O Will de John Green (a quem chamarei de Will nº1) é um cara normal, que passaria completamente despercebido na escola se seu melhor amigo não fosse Tiny Cooper.

“Não muito inteligente. Não muito bonito. Não muito legal. Não muito engraçado. Esse sou eu: não muito.” Página 219.

Eu não poderia descrever a singularidade de Tiny Cooper de uma forma tão incrível quanto a que está no livro, então vou transcrevê-la aqui:

Tiny Cooper não é a pessoa mais gay do mundo, tampouco é a maior pessoa do mundo, mas acredito que ele possa ser a maior pessoa do mundo que é muito, muito gay, e também a pessoa mais gay do mundo que é muito, muito grande.” Página 9.

Tiny é o tipo de pessoa que se destaca na multidão e consegue brilhar mais que as pessoas que estão ao seu redor, quase como se todas elas girassem em torno dele (basicamente como o Sol), e isso inclui Will. O grande sonho de Tiny é escrever/produzir/estrelar um musical sobre a sua vida e o livro vai se desenvolvendo a partir da produção do musical.
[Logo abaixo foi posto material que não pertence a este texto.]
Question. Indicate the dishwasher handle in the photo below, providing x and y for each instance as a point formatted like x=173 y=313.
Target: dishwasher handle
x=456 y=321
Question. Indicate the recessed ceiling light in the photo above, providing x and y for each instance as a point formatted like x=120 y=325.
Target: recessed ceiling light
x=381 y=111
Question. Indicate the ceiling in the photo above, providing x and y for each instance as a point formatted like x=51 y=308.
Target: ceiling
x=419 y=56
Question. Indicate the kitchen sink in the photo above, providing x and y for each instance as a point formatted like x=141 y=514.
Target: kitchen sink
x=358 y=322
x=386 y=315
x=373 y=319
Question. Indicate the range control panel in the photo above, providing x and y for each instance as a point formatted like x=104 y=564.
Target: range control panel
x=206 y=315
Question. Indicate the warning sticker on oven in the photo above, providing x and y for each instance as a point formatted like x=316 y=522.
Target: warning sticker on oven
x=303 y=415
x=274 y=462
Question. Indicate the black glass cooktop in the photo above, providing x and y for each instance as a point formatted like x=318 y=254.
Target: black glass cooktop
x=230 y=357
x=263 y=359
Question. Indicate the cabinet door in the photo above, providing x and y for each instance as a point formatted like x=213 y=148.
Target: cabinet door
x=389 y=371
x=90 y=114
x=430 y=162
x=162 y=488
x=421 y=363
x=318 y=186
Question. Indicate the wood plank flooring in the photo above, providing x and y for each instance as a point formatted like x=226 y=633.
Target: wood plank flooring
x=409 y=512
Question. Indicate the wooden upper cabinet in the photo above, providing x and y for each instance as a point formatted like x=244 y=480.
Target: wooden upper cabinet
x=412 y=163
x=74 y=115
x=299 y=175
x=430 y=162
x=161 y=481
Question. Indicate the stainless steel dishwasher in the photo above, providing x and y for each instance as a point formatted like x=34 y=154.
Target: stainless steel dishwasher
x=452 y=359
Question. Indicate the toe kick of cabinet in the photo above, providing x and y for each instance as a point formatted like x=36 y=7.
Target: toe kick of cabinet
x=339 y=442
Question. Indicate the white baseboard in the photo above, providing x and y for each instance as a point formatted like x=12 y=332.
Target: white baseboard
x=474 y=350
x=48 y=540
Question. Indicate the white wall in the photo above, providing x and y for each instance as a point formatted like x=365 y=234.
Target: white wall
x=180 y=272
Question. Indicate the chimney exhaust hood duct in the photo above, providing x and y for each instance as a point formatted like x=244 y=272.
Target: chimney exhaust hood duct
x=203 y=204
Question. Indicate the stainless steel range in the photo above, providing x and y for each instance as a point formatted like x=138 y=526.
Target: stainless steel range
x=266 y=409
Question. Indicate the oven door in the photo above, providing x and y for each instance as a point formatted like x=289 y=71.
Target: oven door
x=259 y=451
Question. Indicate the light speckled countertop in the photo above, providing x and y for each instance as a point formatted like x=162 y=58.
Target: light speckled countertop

O Will de David Levithan é problemático, depressivo e não tem amigos. Vive no seu próprio mundo, que consiste em apenas conversar com seu namorado, Isaac. É Isaac a única razão para Will continuar respirando. O problema é que o namoro é virtual e eles não se conhecem pessoalmente. As únicas pessoas com quem Will convive são sua mãe – e ele a trata como se não fosse ninguém – e Maura, uma garota da escola com quem ele lancha todos os dias sem trocar mais que meia dúzia de palavras e sem manter uma relação de amizade de verdade.

“eu me sinto mal por ela – sinto, sim. é uma pena, mesmo, que eu tenha que ter mãe. não deve ser fácil ter um filho como eu, nada pode preparar uma pessoa pra esse tipo de decepção.” Página 32.

Maura quer bem mais que falar de forma monossilábica com Will e vai tentar de tudo para conseguir o que quer.

Sim, mas quando eles se encontram? Bem, eles moram em cidades diferentes e esse encontro só acontece porque Isaac mora na mesma cidade que o Will nº1. Isaac marca um encontro para que ele e seu namorado finalmente se conheçam e é aí que o cenário é montado para que os Graysons se cruzem. Will nº 1 acabou de ser barrado na entrada de um show que gostaria muito de ir e que provavelmente mudaria sua situação estranha com Jane, uma garota que faz parte da Aliança Gay-Hétero da escola, a qual Tiny é presidente. Nem Jane nem Will tem talento para entender sentimentos (e aceitá-los) e isso piora quando o ex-namorado dela reaparece.

“Se você não pode confiar nos próprios instintos, então vai confiar em quê?”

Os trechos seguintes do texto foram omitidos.